I’m on a journey.  I’m reaching new heights within that I have never ventured to.  I am seeking clarity, reigniting passion, and moving past fear, resentment and my past.

Everyone has a past.  Everyone has a story that they don’t want to share.  We’re all someone different today than we were yesterday.  And to make it more interesting.. others can only see your depth according to how deep they can reach within themselves.

That may see hard to understand, but I believe its true.  We all have a layer underneath that most people don’t see.  We show others what seems appropriate at the time, according to circumstance and situation.  Yet there is a core buried inside of each of us only unleashed to those who can handle their own hidden depth.

Today has been overwhelming.  Today I’ve experienced a range of emotions that I hadn’t expected when I woke this morning.  When I began to walk this new path, I learned that emotions need to be felt, recognized and released.. not allowed to overcome my reasoning, and definitely not allowed to form the outcome of my day.  Emotions are meant to keep us alive.  We need to feel.  We need to feel the happenings of our lives.  Recognize why we feel the way we do and release it.  Our souls are meant for light.  They are meant to feel the passion of each breath, to become grounded in ourselves and revel in the grace of the world.

When I woke this morning, it was a sudden wakening from my daughter.  I allowed my morning to step into an old habit of frustration and anxiety.  I allowed myself to forget everything I have been working through and towards to make new habits; more positive ones that bring me peace and happiness, not negativity.  I felt them.  All of them.  I knew that I needed to pull myself out of this state and back to where I could grow, be productive and positive.  I knew I needed to move forward, leaving this drowning feeling behind.

There are a lot of changes happening in my life.  I’ve been pretty good about letting go of any feelings that didn’t elate me, bring me peace, or leave me feeling joy.  Its been a learned process, yet I’m making lovely progress each day.  Today was an exception.

I took a step back, regained my thoughts and released those feelings.  I knew that what I was feeling was only feeding into the thoughts of despair that, at one time, would’ve ruined the day or many more.  I knew that my old habits of overwhelm, overthinking, and worry were on their way back.  I let them all go.  I attempted a meditation session to get ahold of myself, but it was unsuccessful.  So, I waited.  I did some deep breathing, went for a short ride, and reminded myself that this was temporary.

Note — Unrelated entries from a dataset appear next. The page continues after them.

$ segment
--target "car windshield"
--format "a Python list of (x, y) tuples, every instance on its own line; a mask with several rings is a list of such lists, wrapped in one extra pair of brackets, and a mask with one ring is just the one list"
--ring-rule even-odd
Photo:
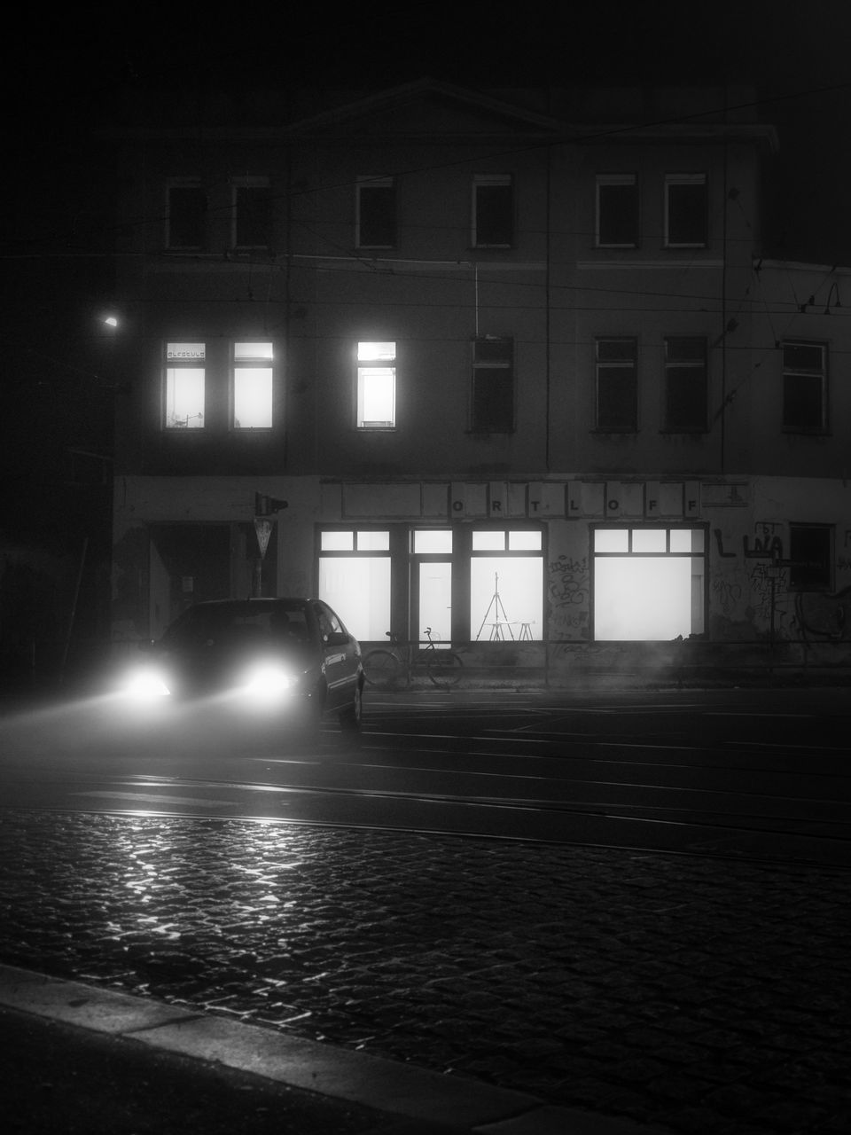
[(168, 646), (242, 647), (256, 644), (276, 648), (310, 641), (303, 606), (250, 603), (197, 606), (185, 612), (163, 636)]

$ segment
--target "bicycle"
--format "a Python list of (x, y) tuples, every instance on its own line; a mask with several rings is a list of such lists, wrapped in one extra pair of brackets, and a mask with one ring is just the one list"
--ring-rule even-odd
[(461, 681), (464, 663), (452, 650), (440, 649), (431, 638), (431, 628), (426, 628), (428, 646), (419, 642), (403, 642), (398, 634), (387, 631), (391, 649), (379, 647), (370, 650), (363, 659), (366, 682), (378, 690), (395, 690), (410, 687), (415, 670), (424, 670), (429, 680), (439, 690), (450, 690)]

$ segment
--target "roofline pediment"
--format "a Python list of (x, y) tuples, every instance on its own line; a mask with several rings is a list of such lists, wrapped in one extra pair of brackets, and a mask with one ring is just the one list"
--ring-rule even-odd
[(297, 119), (287, 127), (285, 133), (304, 134), (314, 131), (332, 131), (335, 126), (344, 126), (354, 119), (369, 118), (373, 114), (391, 110), (396, 107), (404, 107), (416, 100), (428, 98), (478, 110), (492, 116), (495, 119), (500, 119), (505, 125), (513, 125), (515, 128), (531, 129), (536, 133), (556, 133), (563, 129), (558, 120), (548, 115), (539, 115), (523, 107), (481, 94), (478, 91), (456, 86), (453, 83), (422, 78), (412, 83), (404, 83), (401, 86), (377, 91), (351, 102), (343, 102), (319, 115)]

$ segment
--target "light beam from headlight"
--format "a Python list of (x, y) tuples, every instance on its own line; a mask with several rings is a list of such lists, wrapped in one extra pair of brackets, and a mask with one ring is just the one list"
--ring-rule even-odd
[(155, 670), (141, 670), (132, 674), (125, 691), (132, 698), (165, 698), (171, 693), (165, 679)]
[(241, 683), (241, 692), (251, 698), (267, 700), (288, 693), (296, 679), (288, 671), (270, 663), (250, 670)]

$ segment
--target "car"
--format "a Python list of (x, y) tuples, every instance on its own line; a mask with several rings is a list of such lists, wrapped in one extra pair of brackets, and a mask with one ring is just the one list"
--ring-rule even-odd
[(187, 607), (123, 682), (134, 699), (214, 703), (319, 728), (360, 729), (361, 647), (321, 599), (211, 599)]

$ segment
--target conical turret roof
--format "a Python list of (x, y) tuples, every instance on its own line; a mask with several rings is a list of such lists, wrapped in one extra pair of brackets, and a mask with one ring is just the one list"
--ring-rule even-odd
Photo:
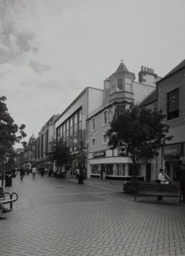
[(122, 73), (122, 72), (124, 72), (124, 71), (129, 72), (127, 67), (123, 63), (123, 60), (122, 60), (120, 66), (118, 66), (118, 68), (117, 68), (117, 70), (116, 71), (116, 73)]

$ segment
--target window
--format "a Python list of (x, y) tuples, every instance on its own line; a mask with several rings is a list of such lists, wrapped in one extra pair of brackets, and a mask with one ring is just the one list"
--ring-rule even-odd
[(82, 111), (80, 110), (79, 111), (79, 122), (81, 122), (82, 120)]
[(113, 85), (112, 86), (111, 86), (111, 93), (113, 93), (113, 92), (116, 92), (116, 87), (115, 87), (115, 85)]
[(108, 110), (105, 110), (103, 112), (103, 125), (107, 125), (108, 123)]
[(95, 130), (95, 118), (92, 118), (92, 131), (94, 131)]
[(123, 78), (117, 79), (117, 91), (123, 91)]
[(126, 164), (116, 164), (116, 170), (117, 176), (126, 176)]
[(174, 119), (179, 117), (179, 89), (167, 94), (167, 119)]
[(108, 136), (107, 134), (103, 134), (103, 144), (107, 144), (108, 142)]
[(126, 89), (127, 92), (131, 92), (132, 79), (131, 78), (126, 77)]
[(124, 105), (118, 105), (116, 106), (114, 115), (120, 115), (124, 113), (124, 111), (126, 109), (126, 106)]
[(95, 138), (92, 138), (92, 147), (95, 147), (96, 146), (96, 139)]

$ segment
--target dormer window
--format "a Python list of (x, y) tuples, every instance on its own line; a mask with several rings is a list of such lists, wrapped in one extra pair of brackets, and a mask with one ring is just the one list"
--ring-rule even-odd
[(117, 88), (116, 91), (123, 91), (123, 78), (117, 79)]
[(129, 77), (126, 77), (126, 91), (131, 92), (132, 79)]

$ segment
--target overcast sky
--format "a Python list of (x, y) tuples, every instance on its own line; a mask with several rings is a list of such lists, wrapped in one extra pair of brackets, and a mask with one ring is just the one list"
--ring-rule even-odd
[(28, 141), (122, 59), (136, 81), (142, 65), (164, 76), (184, 24), (185, 0), (0, 0), (0, 95)]

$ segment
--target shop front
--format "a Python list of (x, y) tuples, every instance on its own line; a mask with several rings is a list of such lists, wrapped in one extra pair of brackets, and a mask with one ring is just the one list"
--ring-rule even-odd
[[(94, 152), (88, 159), (90, 177), (106, 180), (129, 180), (133, 174), (133, 165), (129, 157), (113, 154), (112, 151)], [(115, 156), (116, 154), (116, 156)], [(145, 164), (139, 164), (136, 176), (144, 180)]]
[(180, 165), (184, 162), (184, 143), (169, 144), (163, 150), (164, 168), (172, 183), (180, 180)]

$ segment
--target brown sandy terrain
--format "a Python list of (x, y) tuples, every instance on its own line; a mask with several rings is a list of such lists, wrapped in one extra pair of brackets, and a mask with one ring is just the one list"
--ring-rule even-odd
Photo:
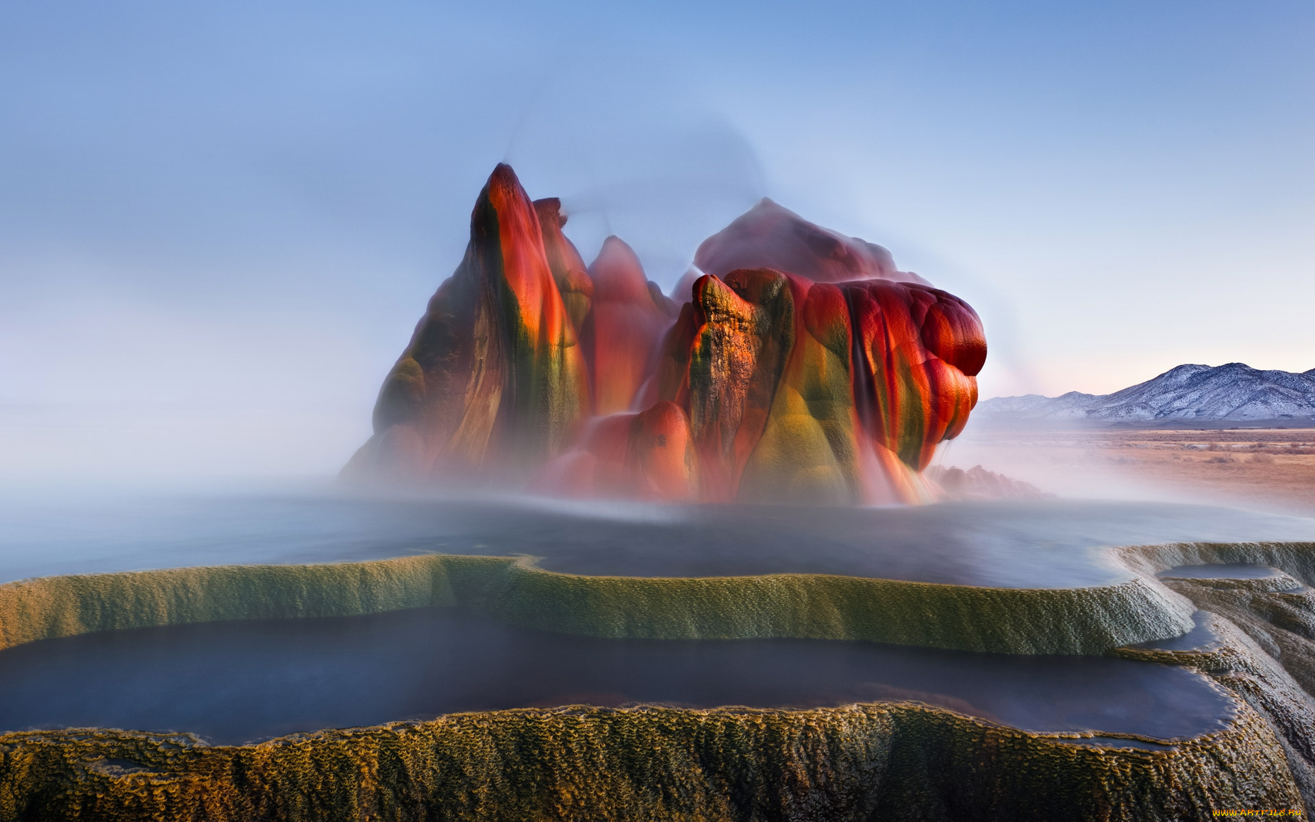
[(1134, 492), (1315, 514), (1315, 429), (1014, 429), (965, 441), (947, 464), (968, 458), (1043, 491), (1122, 480)]

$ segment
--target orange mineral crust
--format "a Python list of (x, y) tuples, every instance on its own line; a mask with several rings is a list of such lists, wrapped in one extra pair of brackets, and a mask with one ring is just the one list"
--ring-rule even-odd
[(563, 225), (556, 199), (531, 204), (494, 170), (466, 259), (345, 473), (646, 500), (931, 498), (920, 472), (963, 430), (986, 359), (963, 300), (763, 200), (700, 246), (677, 310), (625, 242), (585, 268)]
[(540, 214), (500, 164), (475, 203), (464, 259), (384, 380), (375, 433), (345, 472), (414, 481), (542, 464), (588, 412), (588, 391)]
[[(963, 429), (985, 360), (977, 314), (914, 283), (705, 275), (658, 391), (689, 409), (707, 501), (915, 502)], [(947, 359), (948, 358), (948, 359)]]

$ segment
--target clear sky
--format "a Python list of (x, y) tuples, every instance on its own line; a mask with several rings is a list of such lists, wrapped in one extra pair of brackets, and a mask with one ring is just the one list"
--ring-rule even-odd
[(509, 160), (669, 285), (760, 196), (984, 396), (1315, 367), (1315, 4), (0, 4), (0, 475), (322, 472)]

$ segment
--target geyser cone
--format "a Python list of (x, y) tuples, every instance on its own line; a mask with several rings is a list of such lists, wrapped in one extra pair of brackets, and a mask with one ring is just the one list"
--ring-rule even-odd
[(579, 338), (584, 318), (589, 314), (593, 302), (593, 280), (589, 279), (580, 251), (562, 233), (562, 228), (567, 224), (567, 218), (562, 213), (562, 200), (556, 197), (535, 200), (534, 210), (539, 214), (543, 251), (548, 259), (548, 268), (552, 270), (558, 293), (562, 295), (562, 302), (571, 318), (571, 327), (576, 330)]
[(963, 430), (986, 358), (963, 300), (897, 281), (915, 278), (885, 249), (764, 200), (702, 243), (673, 322), (630, 246), (609, 237), (585, 270), (564, 222), (558, 200), (531, 203), (510, 167), (493, 171), (466, 258), (346, 473), (660, 500), (931, 498), (920, 471)]
[(375, 434), (347, 472), (467, 476), (540, 463), (586, 408), (584, 358), (539, 214), (500, 164), (471, 213), (466, 256), (384, 380)]
[(926, 283), (917, 274), (898, 271), (884, 247), (823, 229), (767, 197), (705, 239), (694, 266), (719, 278), (736, 268), (776, 268), (814, 283)]

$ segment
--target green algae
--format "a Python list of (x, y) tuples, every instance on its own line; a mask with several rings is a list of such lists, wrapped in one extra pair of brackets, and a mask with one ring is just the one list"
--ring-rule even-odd
[(562, 708), (208, 747), (0, 735), (5, 819), (1177, 819), (1295, 808), (1268, 725), (1073, 744), (918, 704)]
[(861, 639), (1013, 654), (1099, 654), (1173, 637), (1190, 630), (1193, 612), (1143, 577), (1059, 589), (805, 573), (617, 577), (552, 573), (527, 559), (425, 555), (9, 583), (0, 585), (0, 647), (113, 629), (455, 605), (593, 637)]
[[(0, 819), (1177, 819), (1299, 809), (1303, 793), (1315, 797), (1315, 710), (1252, 634), (1287, 643), (1274, 633), (1287, 629), (1264, 610), (1282, 606), (1295, 614), (1287, 633), (1306, 637), (1315, 625), (1308, 604), (1182, 580), (1170, 591), (1149, 575), (1258, 562), (1310, 581), (1312, 548), (1119, 548), (1112, 559), (1134, 579), (1051, 591), (822, 575), (590, 577), (527, 559), (446, 555), (11, 583), (0, 585), (0, 647), (125, 627), (467, 606), (598, 637), (1109, 651), (1199, 668), (1230, 689), (1237, 710), (1226, 729), (1162, 750), (1030, 734), (909, 702), (525, 709), (234, 747), (188, 735), (26, 731), (0, 735)], [(1115, 647), (1181, 634), (1203, 605), (1236, 621), (1207, 614), (1207, 647)]]

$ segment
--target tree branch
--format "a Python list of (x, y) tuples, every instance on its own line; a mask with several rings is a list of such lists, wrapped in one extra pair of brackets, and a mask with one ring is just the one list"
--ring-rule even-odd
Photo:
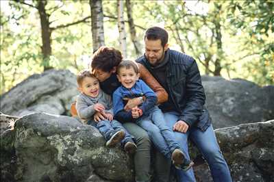
[[(116, 17), (116, 16), (112, 16), (105, 15), (105, 14), (103, 15), (103, 17), (109, 18), (111, 18), (111, 19), (115, 19), (115, 20), (117, 20), (117, 18), (118, 18)], [(128, 21), (124, 21), (126, 22), (126, 23), (129, 23)], [(139, 29), (142, 29), (142, 30), (146, 30), (145, 28), (144, 28), (144, 27), (141, 27), (141, 26), (140, 26), (140, 25), (138, 25), (134, 24), (134, 26), (136, 27), (138, 27)]]
[(86, 17), (86, 18), (83, 18), (82, 20), (79, 20), (79, 21), (75, 21), (75, 22), (65, 24), (65, 25), (60, 25), (56, 26), (55, 27), (50, 27), (50, 29), (51, 31), (53, 31), (53, 30), (55, 30), (57, 29), (67, 27), (69, 27), (69, 26), (71, 26), (71, 25), (76, 25), (76, 24), (78, 24), (78, 23), (87, 23), (88, 21), (86, 21), (86, 20), (89, 19), (90, 18), (91, 18), (91, 16), (87, 16), (87, 17)]
[(21, 3), (21, 4), (27, 5), (28, 5), (28, 6), (30, 6), (30, 7), (32, 7), (32, 8), (34, 8), (38, 10), (38, 8), (37, 8), (36, 6), (33, 5), (32, 5), (32, 4), (27, 3), (25, 3), (25, 1), (19, 1), (19, 0), (16, 0), (15, 1), (16, 1), (17, 3)]

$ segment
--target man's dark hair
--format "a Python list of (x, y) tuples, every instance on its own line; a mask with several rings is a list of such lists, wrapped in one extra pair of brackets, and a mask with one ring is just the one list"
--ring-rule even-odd
[(126, 69), (129, 69), (130, 68), (132, 68), (136, 74), (139, 73), (138, 65), (134, 61), (123, 60), (117, 67), (117, 74), (119, 74), (119, 71), (122, 68), (125, 68)]
[(161, 40), (161, 44), (164, 47), (169, 40), (169, 34), (162, 28), (153, 27), (147, 29), (145, 35), (145, 39), (147, 40)]
[(92, 77), (97, 79), (95, 75), (91, 74), (90, 70), (88, 69), (82, 70), (77, 73), (76, 75), (76, 79), (77, 81), (78, 87), (82, 87), (82, 83), (85, 77)]
[(90, 69), (100, 69), (104, 72), (110, 72), (122, 61), (123, 57), (120, 51), (113, 47), (101, 47), (92, 56)]

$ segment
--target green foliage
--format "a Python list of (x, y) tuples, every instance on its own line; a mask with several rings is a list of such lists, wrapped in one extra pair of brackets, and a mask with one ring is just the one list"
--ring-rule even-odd
[[(27, 77), (43, 71), (45, 64), (76, 73), (87, 68), (92, 50), (88, 1), (48, 1), (51, 55), (42, 59), (38, 10), (1, 1), (0, 22), (1, 93)], [(26, 1), (36, 6), (37, 1)], [(116, 1), (103, 1), (105, 41), (119, 49)], [(274, 83), (274, 2), (273, 1), (132, 1), (137, 37), (143, 46), (145, 29), (164, 27), (172, 49), (197, 61), (202, 74), (240, 77), (261, 86)], [(203, 8), (203, 10), (202, 8)], [(127, 17), (125, 10), (125, 17)], [(126, 19), (126, 18), (125, 18)], [(127, 55), (136, 59), (126, 24)], [(221, 38), (220, 38), (221, 35)], [(142, 49), (143, 50), (143, 49)]]

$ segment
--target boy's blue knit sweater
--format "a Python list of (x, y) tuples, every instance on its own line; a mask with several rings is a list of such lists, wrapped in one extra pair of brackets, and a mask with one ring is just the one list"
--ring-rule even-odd
[(132, 118), (132, 111), (127, 112), (124, 109), (126, 105), (124, 99), (142, 96), (145, 96), (145, 101), (138, 107), (142, 109), (143, 115), (145, 115), (157, 103), (157, 96), (154, 92), (140, 79), (132, 88), (126, 88), (123, 86), (119, 87), (112, 96), (114, 118), (121, 122), (135, 121), (136, 119)]

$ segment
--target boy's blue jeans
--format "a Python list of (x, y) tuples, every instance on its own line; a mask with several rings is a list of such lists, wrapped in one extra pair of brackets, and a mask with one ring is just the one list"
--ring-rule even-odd
[(175, 142), (173, 132), (166, 125), (163, 113), (158, 107), (154, 107), (147, 114), (142, 116), (136, 123), (147, 131), (155, 146), (166, 158), (171, 159), (171, 153), (175, 149), (181, 149)]
[(125, 131), (125, 135), (124, 139), (121, 142), (122, 146), (123, 146), (123, 145), (125, 145), (127, 142), (132, 142), (132, 135), (122, 126), (122, 124), (116, 120), (112, 121), (103, 120), (98, 122), (96, 122), (94, 120), (89, 120), (88, 125), (90, 125), (98, 129), (99, 131), (100, 131), (101, 134), (107, 141), (110, 140), (111, 135), (113, 133), (114, 130), (123, 130)]
[[(164, 115), (166, 121), (166, 125), (170, 129), (172, 129), (178, 120), (179, 114), (175, 112), (170, 112), (164, 113)], [(203, 132), (197, 127), (193, 127), (186, 133), (177, 131), (174, 131), (173, 133), (175, 136), (175, 141), (178, 142), (184, 153), (187, 154), (188, 159), (188, 137), (195, 144), (205, 159), (208, 161), (211, 175), (214, 182), (232, 181), (227, 164), (223, 158), (216, 139), (212, 125), (210, 125)], [(164, 168), (165, 166), (162, 167)], [(162, 169), (161, 170), (163, 171)], [(176, 170), (178, 182), (196, 181), (192, 169), (187, 171)], [(169, 170), (166, 171), (169, 171)]]

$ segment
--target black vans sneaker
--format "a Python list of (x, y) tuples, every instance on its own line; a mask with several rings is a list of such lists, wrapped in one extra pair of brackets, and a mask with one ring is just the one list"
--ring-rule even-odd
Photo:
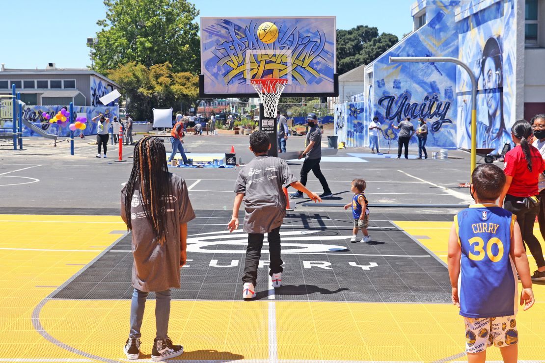
[(140, 340), (138, 338), (129, 337), (127, 339), (127, 342), (125, 343), (123, 352), (125, 352), (128, 359), (138, 359), (140, 356)]
[(155, 339), (153, 341), (153, 349), (152, 349), (152, 360), (159, 362), (178, 356), (183, 353), (184, 347), (173, 344), (170, 338)]

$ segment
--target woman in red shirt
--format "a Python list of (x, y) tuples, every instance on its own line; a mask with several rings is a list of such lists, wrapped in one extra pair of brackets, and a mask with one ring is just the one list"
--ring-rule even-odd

You see, we all have days that feel too much.  We all have happenings in our lives that want to push us several steps back.  Feel it.  Recognize it.  Release it.  

From kids and family, work and school, friends and social situations.. we tend to get caught up in the wrong aspects of life.  When we focus on the joy, the fun, anything positive that you can pull from a situation, you change the way you think.. allowing yourself to view the world differently.  You don’t need validation from an outside source.  You don’t need anyone else to decide your happy.  You do you!  Be you!  What makes your soul soar is different from everyone else.. that’s what makes you special; unique.

Don’t allow anyone to dampen your light.  Don’t allow your emotions to overcome your senses.  Feel it and let it go.  You have no control of how others view you.  Your mistakes are your past.  Your future is yours, and only yours.  Let go of the past.  Live for today only.  There will always be someone who wants to remind you of your imperfections because they can’t face their own.  Walk away.  Love yourself enough to keep moving forward, even if it means leaving those behind.

Sometimes life becomes too much.  Sometimes we need to be reminded of which path to walk.  Sometimes we need to walk away from anyone or anything that no longer enlightens us.  Today I needed to be reminded.  Today I needed to be held accountable.  Today was my day.  But I know that tomorrow will be better.  I know that God is holding my hand.  I know that no matter the feelings I need to feel, I’ll be okay.

Feel it.  Recognize it.  Release it.  

You are meant for far greater things than your doubt can endure.  Let it be great!